Deep Learning Flashcards
What is the heart of deep learning?
Neural networks which are composed of neurons.
How is a neuron defined?
- Input = a vector of numeric inputs
- Output = a scalar
- Parameters
1) A vector of weights, one for each input plus a bias term (b)
2) An activation function f
What is a single-neuron neural network?
A perceptron
How to train a neural network?
With the perceptron algorithm, within which each iteration is termed an “epoch”.
What are some common non-linear activation functions?
- (Logistic) sigmoid
- Hyperbolic tan (“tanh”)
- Rectified Linear Unit
How to get neural network to be equivalent to logistic regression?
A neural network with a single neuron and a sigmoid activation.
What is the power of neural nets?
Stacking multiple neurons together in different ways.
- Layers of parallel neurons of varying sizes
- Feeding layers into hidden layers of varying sizes
e. g. a “fully-connected feed-forward neural network” takes the following form:
- the INPUT LAYER is made up of the individual features
- each HIDDEN LAYER is made up of an arbitrary number of neurons, each of which is connected to all neurons in the preceding layer, and all neurons in the following layer
- the OUTPUT LAYER combines the inputs from the preceding layer into the output
What would be the Output Layer Activation Function in a neural net if you wanted to do multiclass classification?
SOFTMAX
What would be the Output Layer Activation Function in a neural net if you wanted to do regression?

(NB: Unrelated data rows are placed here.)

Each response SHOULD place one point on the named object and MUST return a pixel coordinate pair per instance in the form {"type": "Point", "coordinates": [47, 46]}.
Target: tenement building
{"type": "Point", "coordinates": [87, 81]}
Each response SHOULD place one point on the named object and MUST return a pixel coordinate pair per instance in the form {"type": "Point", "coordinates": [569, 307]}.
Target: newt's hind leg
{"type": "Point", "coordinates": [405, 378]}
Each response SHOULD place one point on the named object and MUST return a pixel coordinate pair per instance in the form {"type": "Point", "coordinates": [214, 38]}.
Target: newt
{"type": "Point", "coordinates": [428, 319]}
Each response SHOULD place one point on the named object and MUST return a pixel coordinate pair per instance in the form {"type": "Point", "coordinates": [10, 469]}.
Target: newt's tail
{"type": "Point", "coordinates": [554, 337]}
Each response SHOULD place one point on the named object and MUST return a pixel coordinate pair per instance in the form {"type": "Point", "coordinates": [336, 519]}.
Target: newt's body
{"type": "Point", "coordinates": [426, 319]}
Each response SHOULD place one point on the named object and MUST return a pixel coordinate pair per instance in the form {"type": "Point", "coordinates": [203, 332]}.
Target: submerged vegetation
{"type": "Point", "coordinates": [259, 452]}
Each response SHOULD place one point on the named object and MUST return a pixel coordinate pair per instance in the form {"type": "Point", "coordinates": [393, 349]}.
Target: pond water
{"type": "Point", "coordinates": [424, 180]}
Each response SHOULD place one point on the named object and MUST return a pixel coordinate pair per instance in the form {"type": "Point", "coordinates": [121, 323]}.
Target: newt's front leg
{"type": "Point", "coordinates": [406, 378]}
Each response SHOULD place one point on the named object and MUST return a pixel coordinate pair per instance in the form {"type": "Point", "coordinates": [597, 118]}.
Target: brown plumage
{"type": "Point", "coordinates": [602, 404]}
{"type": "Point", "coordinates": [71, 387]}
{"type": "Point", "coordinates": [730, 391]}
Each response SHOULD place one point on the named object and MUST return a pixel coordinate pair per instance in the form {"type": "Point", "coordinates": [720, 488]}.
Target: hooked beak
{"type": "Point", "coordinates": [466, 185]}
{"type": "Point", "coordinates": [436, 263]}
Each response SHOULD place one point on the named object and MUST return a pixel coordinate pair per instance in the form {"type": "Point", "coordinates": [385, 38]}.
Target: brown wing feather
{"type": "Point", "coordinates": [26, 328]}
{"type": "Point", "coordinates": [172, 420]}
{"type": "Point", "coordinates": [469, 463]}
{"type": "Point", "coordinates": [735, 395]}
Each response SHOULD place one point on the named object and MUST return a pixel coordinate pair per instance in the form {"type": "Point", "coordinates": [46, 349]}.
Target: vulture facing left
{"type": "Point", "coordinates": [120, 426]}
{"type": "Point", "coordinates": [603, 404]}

identify function or Sigmoid or tanh
What is the requirement for activation functions in Neural Nets?
They must be non-linear otherwise it’ll just collapse down to a linear regression model
Describe the Universal Approximation Theorem, what’s so good about it?
A feed-forward neural network with a single hidden layer (and finite neurons) is able to approximate any continuous function.
It’s good because it’s possible for a feed forward neural net with non-linear activation functions to learn any continuous basis function DYNAMICALLY, unlike SVMS eg, where the kernel is a hyperparameter
How to train a Neural Net with Hidden Layers?
Train neural nets with BACK PROPAGATION
- Compute errors at the output layer each weight using partial differentiation
- Propagate those errors back to each of the input layers
- STILL HAS A LEARNING RATE
CONS of Neural Nets?
Prone to chronic overfitting
- Due to large number of parameters
*Regularisation is critical
Or,
EARLY STOPPING, stop training when performance peaks on the dev. data
OR,
DROPOUT
Theoretical Properties of Neural Networks
- Can be applied to either classfification or regression
- Parametric
- Batch
- Relies on continuous features
- Assuming at least one hidden layer
- Complex to train, but produce relatively compact models
Why is a perceptron (which uses a sigmoid activation function) equivalent to logistic regression?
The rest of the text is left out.